La durée maximale de la réquisition est d'"un an renouvelable" précise le texte qui s'applique à "des locaux à usage d'habitation vacants, inoccupés ou insuffisamment occupés" qui doivent être mis à la disposition de "personnes dépourvues de logement ou logées dans des conditions manifestement insuffisantes".
Utilisée dans les années 50 et 60, cette disposition est ensuite un peu tombée en désuétude mais la loi contre l'exclusion de juillet 1998 a cherché à simplifier le dispositif. Elle donne aux préfets le pouvoir de réquisitionner les locaux des entreprises vacants depuis plus de 18 mois pour une durée d'un an au moins et de six ans au plus, extensible à 12 ans lorsque l'importance des travaux de mise aux normes le justifie. Ce sont justement ces délais dans le temps qui atténuent la portée des réquisitions.

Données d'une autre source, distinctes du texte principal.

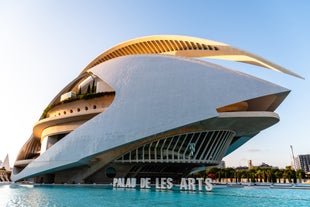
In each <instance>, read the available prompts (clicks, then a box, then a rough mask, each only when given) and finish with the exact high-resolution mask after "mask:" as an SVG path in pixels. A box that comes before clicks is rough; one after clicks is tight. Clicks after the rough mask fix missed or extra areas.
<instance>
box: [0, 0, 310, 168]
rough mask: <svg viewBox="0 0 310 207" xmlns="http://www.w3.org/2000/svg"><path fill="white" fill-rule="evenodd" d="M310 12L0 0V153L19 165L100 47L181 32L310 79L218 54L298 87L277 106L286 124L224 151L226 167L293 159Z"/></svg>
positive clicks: (187, 34)
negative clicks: (269, 61)
mask: <svg viewBox="0 0 310 207" xmlns="http://www.w3.org/2000/svg"><path fill="white" fill-rule="evenodd" d="M309 11H310V1H308V0H304V1H302V0H297V1H289V0H287V1H285V0H277V1H275V0H262V1H246V0H235V1H221V0H213V1H208V0H202V1H197V0H190V1H185V0H183V1H182V0H178V1H172V0H171V1H167V0H156V1H146V0H119V1H111V0H110V1H77V0H67V1H60V0H58V1H57V0H50V1H40V0H36V1H35V0H28V1H14V0H0V69H1V81H0V84H1V101H0V104H1V106H0V108H1V119H2V121H1V125H0V126H1V128H0V129H1V139H0V140H1V142H0V159H1V160H3V159H4V157H5V155H6V154H7V153H9V156H10V162H11V165H12V164H13V162H14V161H15V158H16V156H17V153H18V151H19V149H20V148H21V147H22V145H23V144H24V143H25V141H26V140H27V139H28V138H29V136H30V135H31V133H32V127H33V125H34V123H35V122H36V121H37V120H38V119H39V117H40V115H41V113H42V111H43V110H44V108H45V107H46V106H47V105H48V104H49V102H50V101H51V100H52V99H53V98H54V96H55V95H56V94H57V93H58V92H59V91H60V90H61V89H62V88H63V87H64V86H66V85H67V84H68V83H69V82H70V81H71V80H73V79H74V78H75V77H76V76H77V75H78V74H79V73H80V72H81V70H82V69H83V68H84V67H85V66H86V65H87V64H88V63H89V62H90V61H91V60H93V59H94V58H95V57H97V56H98V55H99V54H101V53H102V52H103V51H105V50H107V49H109V48H110V47H112V46H114V45H115V44H118V43H120V42H123V41H127V40H129V39H132V38H137V37H141V36H146V35H157V34H177V35H189V36H195V37H202V38H206V39H211V40H216V41H220V42H224V43H227V44H230V45H232V46H235V47H238V48H240V49H244V50H247V51H250V52H252V53H254V54H256V55H259V56H262V57H264V58H266V59H268V60H270V61H272V62H275V63H277V64H279V65H281V66H283V67H285V68H288V69H289V70H292V71H294V72H296V73H298V74H300V75H302V76H303V77H305V78H306V79H305V80H301V79H298V78H295V77H291V76H288V75H286V74H282V73H278V72H275V71H269V70H267V69H264V68H260V67H254V66H249V65H246V64H242V63H231V62H226V61H213V62H216V63H220V64H222V65H225V66H227V67H230V68H233V69H236V70H240V71H243V72H246V73H249V74H251V75H255V76H258V77H260V78H263V79H265V80H268V81H271V82H274V83H276V84H279V85H281V86H284V87H286V88H289V89H291V90H292V92H291V93H290V95H289V96H288V97H287V99H286V100H284V102H283V103H282V105H281V106H280V107H279V108H278V109H277V110H276V112H277V113H278V114H279V115H280V118H281V121H280V122H279V123H278V124H277V125H275V126H273V127H271V128H269V129H267V130H265V131H263V132H261V133H260V134H259V135H258V136H256V137H254V138H253V139H252V140H250V141H249V142H248V143H246V144H245V145H243V146H242V147H241V148H239V149H238V150H236V151H235V152H233V153H232V154H231V155H229V156H227V157H225V158H224V160H225V161H226V164H227V166H239V165H247V161H248V160H250V159H251V160H252V161H253V163H254V165H259V164H261V163H262V162H266V163H268V164H271V165H274V166H279V167H285V166H286V165H290V162H291V152H290V145H293V146H294V152H295V154H310V147H309V146H310V145H309V143H310V142H309V139H310V136H309V135H308V129H309V128H310V121H309V118H310V110H309V106H310V93H309V90H310V84H309V80H310V72H309V71H310V70H309V69H310V53H309V48H310V12H309ZM223 84H225V83H223Z"/></svg>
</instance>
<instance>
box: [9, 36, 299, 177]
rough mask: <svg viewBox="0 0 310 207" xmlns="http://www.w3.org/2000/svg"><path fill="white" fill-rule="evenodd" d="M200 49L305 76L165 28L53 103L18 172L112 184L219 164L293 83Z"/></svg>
mask: <svg viewBox="0 0 310 207" xmlns="http://www.w3.org/2000/svg"><path fill="white" fill-rule="evenodd" d="M196 58H216V59H224V60H230V61H238V62H244V63H248V64H254V65H257V66H262V67H265V68H268V69H271V70H276V71H281V72H284V73H287V74H290V75H293V76H296V77H300V76H299V75H297V74H295V73H293V72H291V71H289V70H287V69H285V68H283V67H280V66H278V65H276V64H274V63H271V62H270V61H267V60H265V59H263V58H261V57H258V56H256V55H253V54H251V53H248V52H246V51H243V50H240V49H237V48H234V47H232V46H229V45H227V44H224V43H220V42H215V41H211V40H207V39H201V38H195V37H187V36H175V35H162V36H149V37H142V38H138V39H134V40H130V41H127V42H124V43H121V44H119V45H116V46H115V47H112V48H111V49H109V50H107V51H105V52H104V53H102V54H101V55H99V56H98V57H97V58H95V59H94V60H93V61H92V62H90V63H89V65H87V66H86V68H85V69H83V70H82V72H81V73H80V74H79V75H78V77H77V78H75V79H74V80H73V81H71V82H70V83H69V84H68V85H67V86H65V87H64V88H63V89H62V90H61V91H60V92H59V93H58V94H57V95H56V96H55V98H54V99H53V100H52V101H51V103H50V104H49V105H48V106H47V107H46V109H45V110H44V112H43V113H42V116H41V118H40V120H39V121H38V122H37V123H35V125H34V128H33V133H32V134H31V136H30V138H29V139H28V140H27V141H26V143H25V144H24V146H23V147H22V148H21V150H20V152H19V155H18V157H17V159H16V161H15V164H14V168H13V172H12V179H13V180H14V181H22V180H31V181H34V182H44V183H94V182H95V183H111V181H112V179H113V178H114V177H124V178H125V177H127V178H133V177H134V178H142V177H172V178H174V179H180V178H181V177H182V176H186V175H188V174H189V173H191V172H193V171H197V170H203V169H205V168H206V167H208V166H216V165H218V164H220V163H221V160H222V158H223V157H224V156H225V155H227V154H229V153H231V152H233V151H234V150H236V149H237V148H238V147H240V146H241V145H243V144H244V143H245V142H247V141H248V140H249V139H251V138H252V137H254V136H255V135H257V134H258V133H259V132H260V131H262V130H264V129H266V128H268V127H270V126H272V125H274V124H275V123H277V122H278V121H279V116H278V115H277V114H276V113H275V112H274V111H275V110H276V108H277V107H278V106H279V105H280V104H281V102H282V101H283V100H284V99H285V97H286V96H287V95H288V94H289V92H290V91H289V90H288V89H286V88H283V87H281V86H278V85H275V84H273V83H270V82H267V81H264V80H261V79H258V78H256V77H252V76H250V75H247V74H243V73H241V72H238V71H235V70H232V69H228V68H225V67H222V66H220V65H216V64H212V63H209V62H207V61H203V60H201V59H196Z"/></svg>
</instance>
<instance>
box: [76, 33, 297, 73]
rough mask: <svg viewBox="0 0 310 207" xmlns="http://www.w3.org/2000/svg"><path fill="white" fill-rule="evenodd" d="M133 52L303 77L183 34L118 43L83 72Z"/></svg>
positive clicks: (109, 49)
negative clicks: (172, 57)
mask: <svg viewBox="0 0 310 207" xmlns="http://www.w3.org/2000/svg"><path fill="white" fill-rule="evenodd" d="M134 54H170V55H176V56H184V57H192V58H213V59H222V60H229V61H236V62H244V63H247V64H252V65H257V66H261V67H265V68H268V69H271V70H275V71H279V72H283V73H286V74H289V75H292V76H295V77H298V78H302V79H303V77H301V76H300V75H298V74H296V73H294V72H292V71H290V70H288V69H286V68H283V67H281V66H279V65H277V64H274V63H272V62H270V61H268V60H266V59H264V58H261V57H259V56H257V55H254V54H252V53H249V52H247V51H244V50H240V49H238V48H235V47H232V46H230V45H227V44H225V43H221V42H216V41H212V40H208V39H202V38H196V37H189V36H180V35H156V36H146V37H141V38H137V39H133V40H129V41H126V42H124V43H121V44H118V45H116V46H114V47H112V48H111V49H109V50H107V51H105V52H104V53H102V54H101V55H99V56H98V57H97V58H95V59H94V60H93V61H92V62H91V63H89V64H88V65H87V67H86V68H85V69H84V70H83V72H84V71H87V70H88V69H90V68H92V67H94V66H95V65H98V64H100V63H102V62H105V61H107V60H111V59H113V58H117V57H120V56H126V55H134ZM83 72H82V73H83Z"/></svg>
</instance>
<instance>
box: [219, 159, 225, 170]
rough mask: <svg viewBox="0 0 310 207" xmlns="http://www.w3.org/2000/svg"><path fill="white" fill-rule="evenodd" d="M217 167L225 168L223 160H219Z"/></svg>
mask: <svg viewBox="0 0 310 207" xmlns="http://www.w3.org/2000/svg"><path fill="white" fill-rule="evenodd" d="M217 167H218V168H221V169H224V168H226V164H225V161H223V160H222V161H221V162H220V164H219V165H218V166H217Z"/></svg>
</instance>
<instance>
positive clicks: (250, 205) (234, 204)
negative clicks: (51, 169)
mask: <svg viewBox="0 0 310 207" xmlns="http://www.w3.org/2000/svg"><path fill="white" fill-rule="evenodd" d="M0 206H35V207H36V206H40V207H41V206H66V207H67V206H88V207H91V206H122V207H127V206H135V207H136V206H186V207H188V206H238V207H240V206H277V207H279V206H310V190H307V189H273V188H270V187H257V186H256V187H253V186H252V187H251V186H249V187H242V188H240V187H226V186H222V187H214V188H213V190H212V192H188V191H178V190H165V191H164V190H162V191H161V190H155V189H153V188H152V189H113V188H112V187H111V186H101V185H92V186H84V185H73V186H71V185H17V184H0Z"/></svg>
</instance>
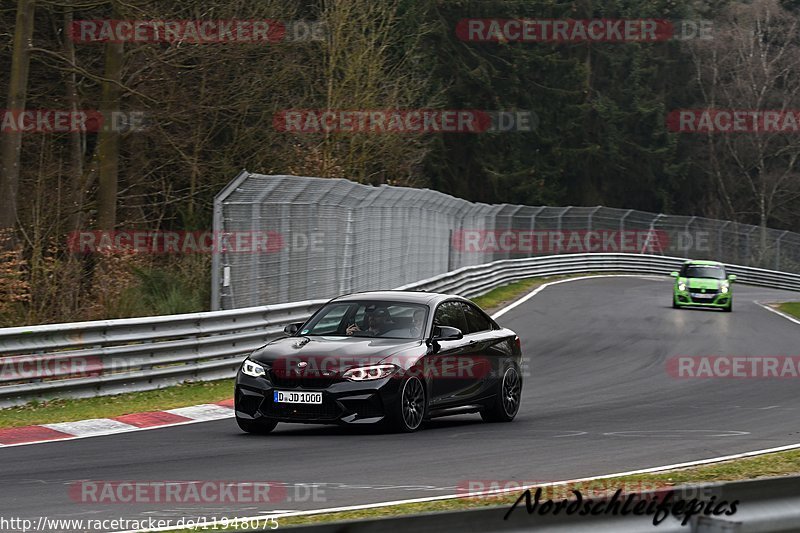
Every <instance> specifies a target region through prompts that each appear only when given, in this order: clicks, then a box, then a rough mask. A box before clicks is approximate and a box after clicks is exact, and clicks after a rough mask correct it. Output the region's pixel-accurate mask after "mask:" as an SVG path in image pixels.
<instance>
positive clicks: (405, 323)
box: [300, 300, 428, 339]
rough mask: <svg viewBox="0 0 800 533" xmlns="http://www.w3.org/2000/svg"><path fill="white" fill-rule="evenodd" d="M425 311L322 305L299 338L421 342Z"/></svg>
mask: <svg viewBox="0 0 800 533" xmlns="http://www.w3.org/2000/svg"><path fill="white" fill-rule="evenodd" d="M427 319H428V308H427V306H425V305H420V304H413V303H406V302H392V301H375V300H367V301H346V302H331V303H329V304H327V305H325V306H324V307H323V308H322V309H320V310H319V312H318V313H317V314H316V315H314V317H313V318H312V319H311V320H310V321H309V322H308V324H305V325H304V326H303V328H302V329H301V330H300V334H301V335H328V336H349V337H379V338H383V339H421V338H423V335H424V333H425V325H426V324H427Z"/></svg>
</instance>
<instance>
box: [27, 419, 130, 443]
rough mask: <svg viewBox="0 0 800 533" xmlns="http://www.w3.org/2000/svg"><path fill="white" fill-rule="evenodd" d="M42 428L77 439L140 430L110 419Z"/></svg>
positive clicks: (118, 421)
mask: <svg viewBox="0 0 800 533" xmlns="http://www.w3.org/2000/svg"><path fill="white" fill-rule="evenodd" d="M41 426H42V427H46V428H50V429H54V430H56V431H60V432H62V433H66V434H67V435H74V436H76V437H93V436H96V435H111V434H113V433H126V432H128V431H133V430H135V429H138V428H136V426H132V425H130V424H126V423H124V422H119V421H118V420H111V419H110V418H93V419H89V420H78V421H76V422H58V423H56V424H42V425H41ZM62 440H63V439H62Z"/></svg>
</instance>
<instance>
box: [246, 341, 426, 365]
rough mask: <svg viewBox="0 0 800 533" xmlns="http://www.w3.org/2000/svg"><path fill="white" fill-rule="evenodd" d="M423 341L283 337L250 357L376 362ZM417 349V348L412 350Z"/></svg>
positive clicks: (421, 345)
mask: <svg viewBox="0 0 800 533" xmlns="http://www.w3.org/2000/svg"><path fill="white" fill-rule="evenodd" d="M424 346H425V345H424V342H423V341H421V340H409V339H376V338H369V337H367V338H365V337H326V336H321V337H317V336H313V337H306V336H300V337H284V338H281V339H277V340H274V341H272V342H270V343H269V344H267V345H266V346H263V347H262V348H259V349H258V350H256V351H254V352H253V353H252V354H251V355H250V359H253V360H254V361H258V362H260V363H267V364H272V363H274V362H275V361H277V360H281V359H287V358H290V359H292V360H293V361H294V360H297V361H308V360H311V359H318V358H325V359H329V360H330V359H341V360H347V361H364V362H365V364H375V363H378V362H380V361H381V360H383V359H385V358H387V357H390V356H392V355H394V354H396V353H398V352H401V351H404V352H405V351H408V350H410V349H413V348H415V347H424ZM412 351H416V350H412Z"/></svg>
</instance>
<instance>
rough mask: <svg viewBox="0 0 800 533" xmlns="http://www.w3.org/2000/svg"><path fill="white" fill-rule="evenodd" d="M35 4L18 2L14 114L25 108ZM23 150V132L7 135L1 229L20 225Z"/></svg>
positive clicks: (3, 174) (0, 169) (22, 110)
mask: <svg viewBox="0 0 800 533" xmlns="http://www.w3.org/2000/svg"><path fill="white" fill-rule="evenodd" d="M35 5H36V2H35V0H18V2H17V22H16V28H15V30H14V49H13V52H12V58H11V73H10V76H9V79H10V82H9V85H8V104H7V105H6V108H7V109H8V110H10V111H12V112H17V111H23V110H24V109H25V98H26V97H27V92H28V71H29V67H30V49H31V41H32V39H33V17H34V11H35ZM21 149H22V132H21V131H19V129H17V130H15V131H11V132H9V133H8V134H7V135H3V138H2V140H0V230H2V229H9V228H13V227H14V226H15V225H16V223H17V192H18V189H19V167H20V151H21Z"/></svg>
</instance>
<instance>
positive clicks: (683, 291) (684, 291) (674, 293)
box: [674, 289, 733, 307]
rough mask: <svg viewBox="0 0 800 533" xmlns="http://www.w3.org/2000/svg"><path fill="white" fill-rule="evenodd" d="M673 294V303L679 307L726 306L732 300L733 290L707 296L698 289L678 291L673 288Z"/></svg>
mask: <svg viewBox="0 0 800 533" xmlns="http://www.w3.org/2000/svg"><path fill="white" fill-rule="evenodd" d="M674 295H675V303H677V304H678V305H680V306H681V307H689V306H695V307H728V306H729V305H730V304H731V301H732V300H733V292H731V291H728V292H724V293H723V292H718V293H715V294H713V293H712V294H711V295H710V297H709V295H708V294H707V293H706V294H705V295H704V294H703V293H701V292H700V291H699V290H697V291H695V290H692V289H687V290H685V291H679V290H677V289H675V291H674Z"/></svg>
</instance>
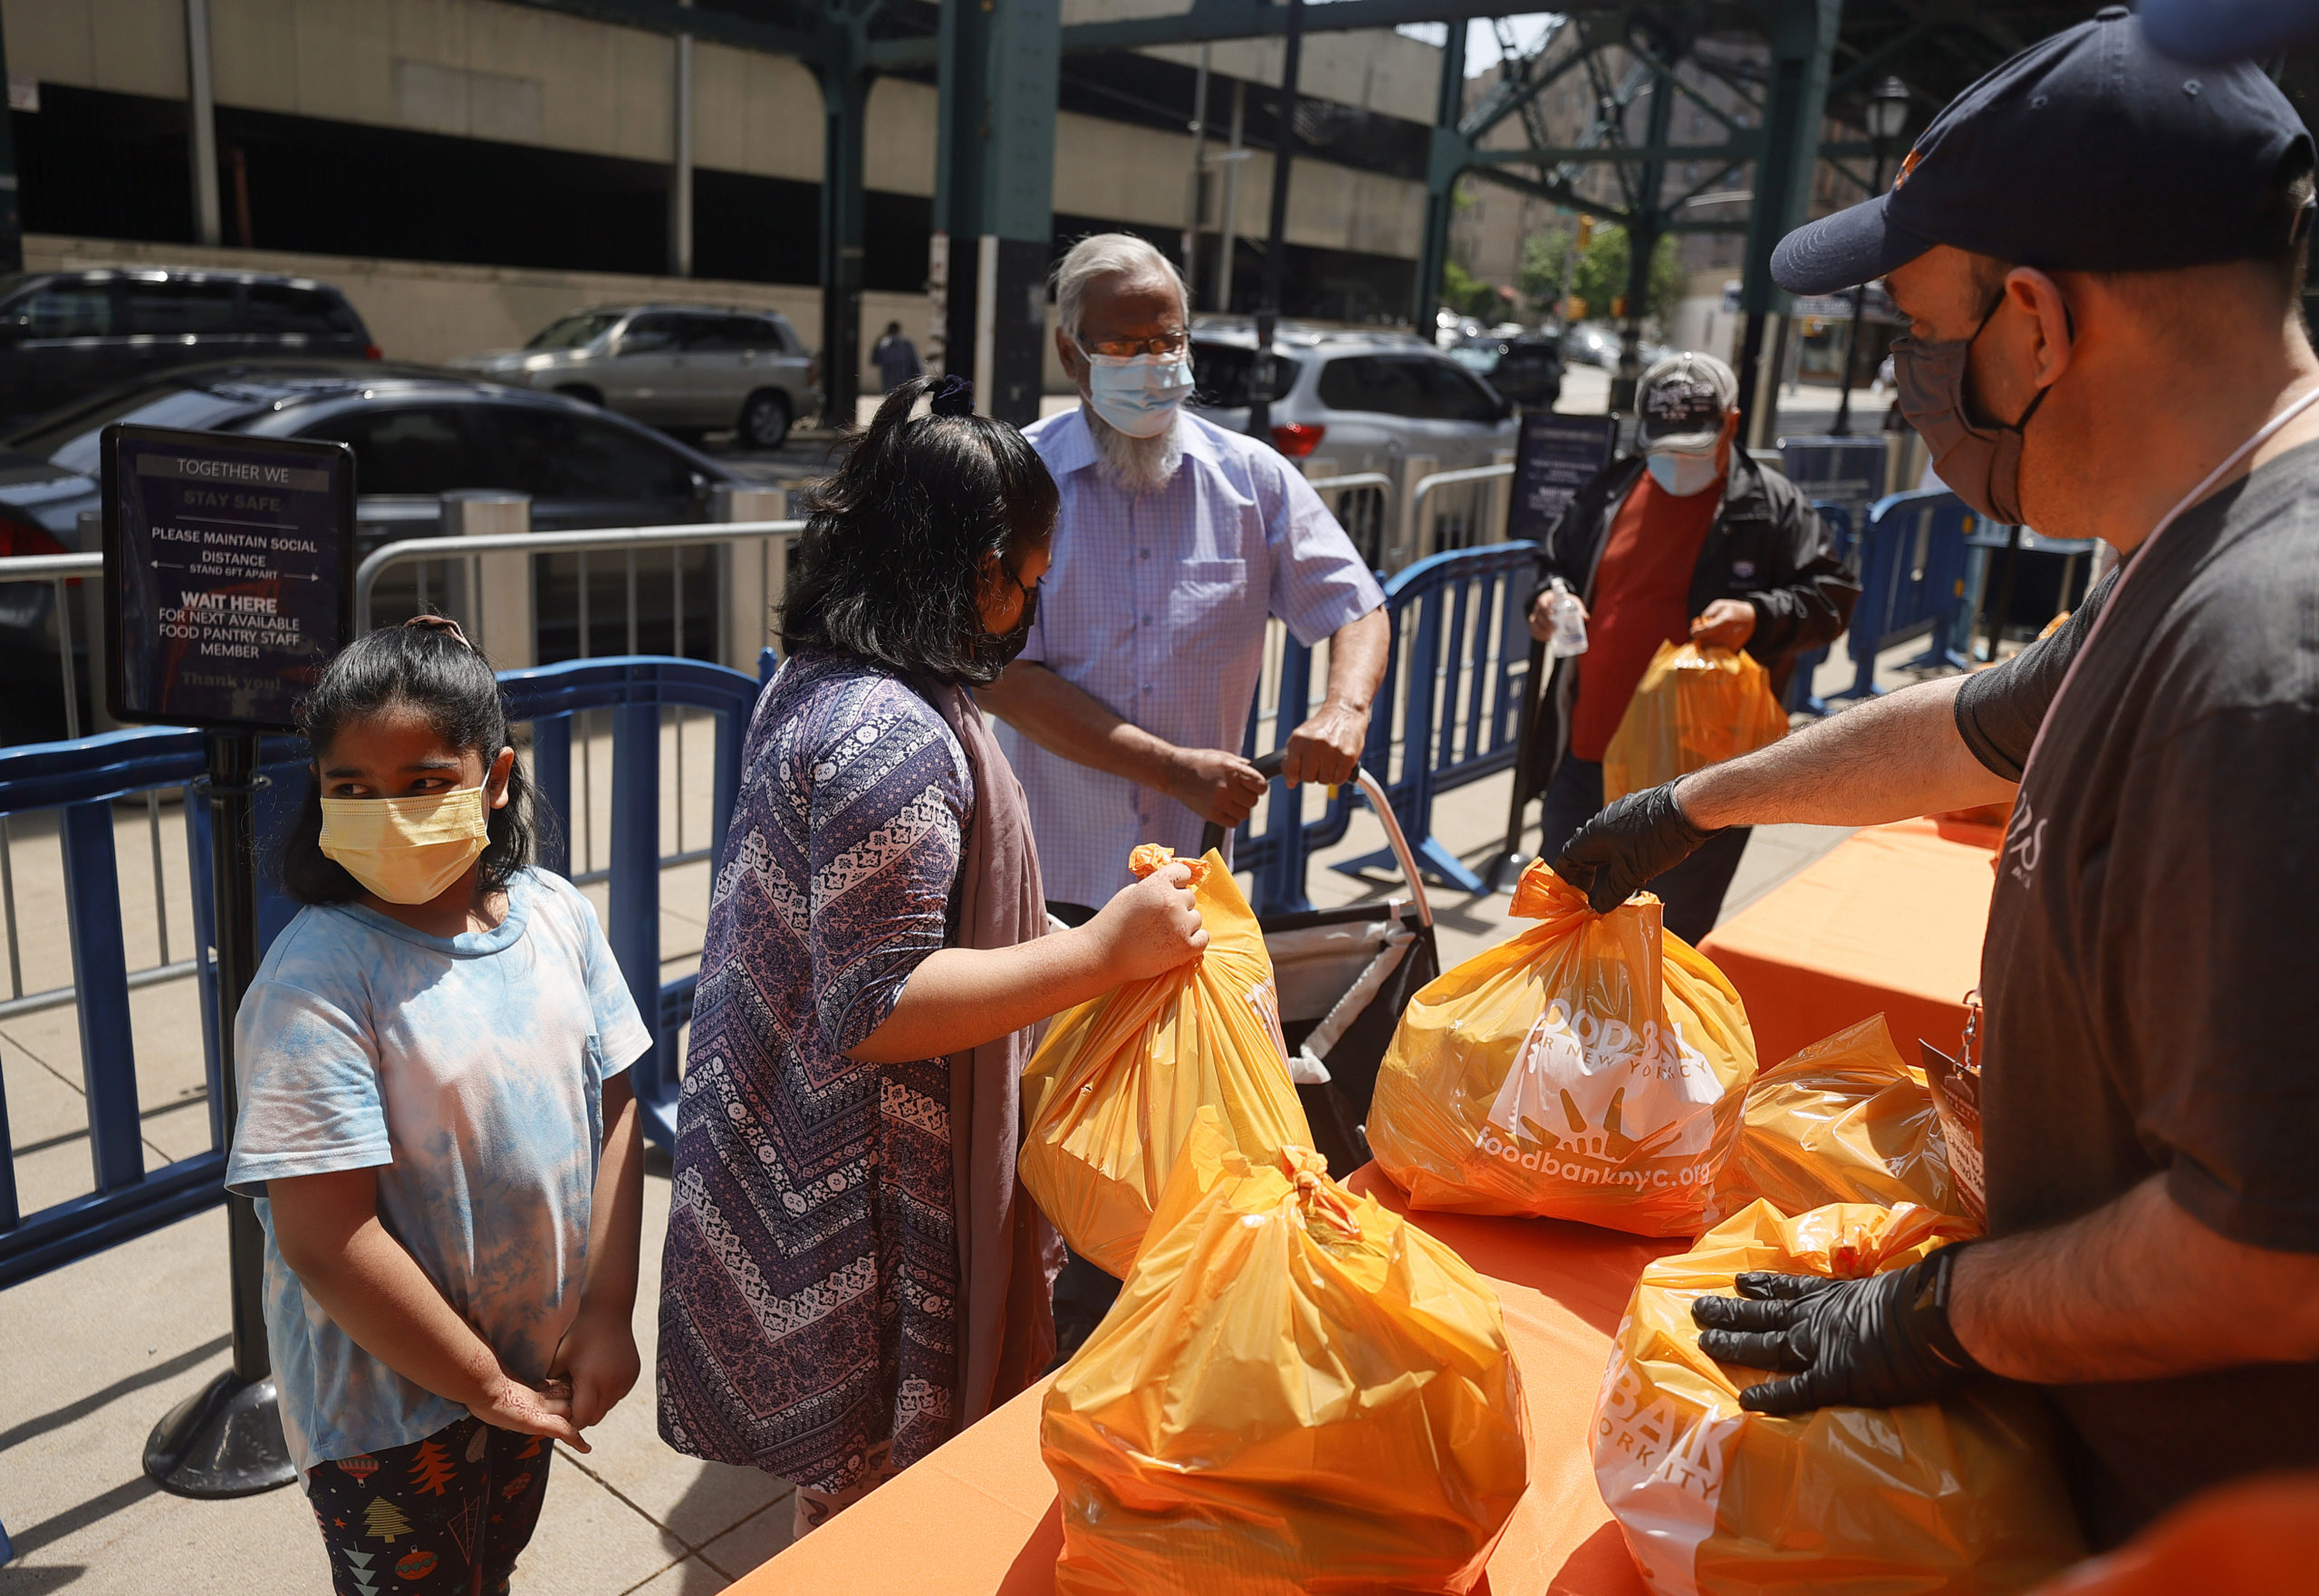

Favorable au principe car il "répond à une situation exceptionnelle de crise", Joaquim Soares, directeur de l'Espace Solidarité Habitat, qui dépend de la Fondation Abbé-Pierre, juge néanmoins que "la réquisition de logements vides est quelque chose de circonstanciel qui ne peut en aucun cas résoudre le problème de fond du manque de logements sociaux".
Juriste à la Confédération nationale du logement (CNL), Alex Maudet, parle même d'un "miroir aux alouettes" qui "donne une porte de sortie facile aux responsabilités de l'Etat". Le problème est que "les réquisitions sont partielles et provisoires. Après une certaine durée, l'immeuble doit être vidé".
Le secrétaire général du Haut Comité pour le logement des défavorisés, Bernard Lacharme, juge le texte actuel "un peu faible" et souhaiterait "qu'il donne plus de liberté à la puissance publique" en élargissant par exemple "la définition des locaux réquisitionnables" qui exclut actuellement ceux des particuliers.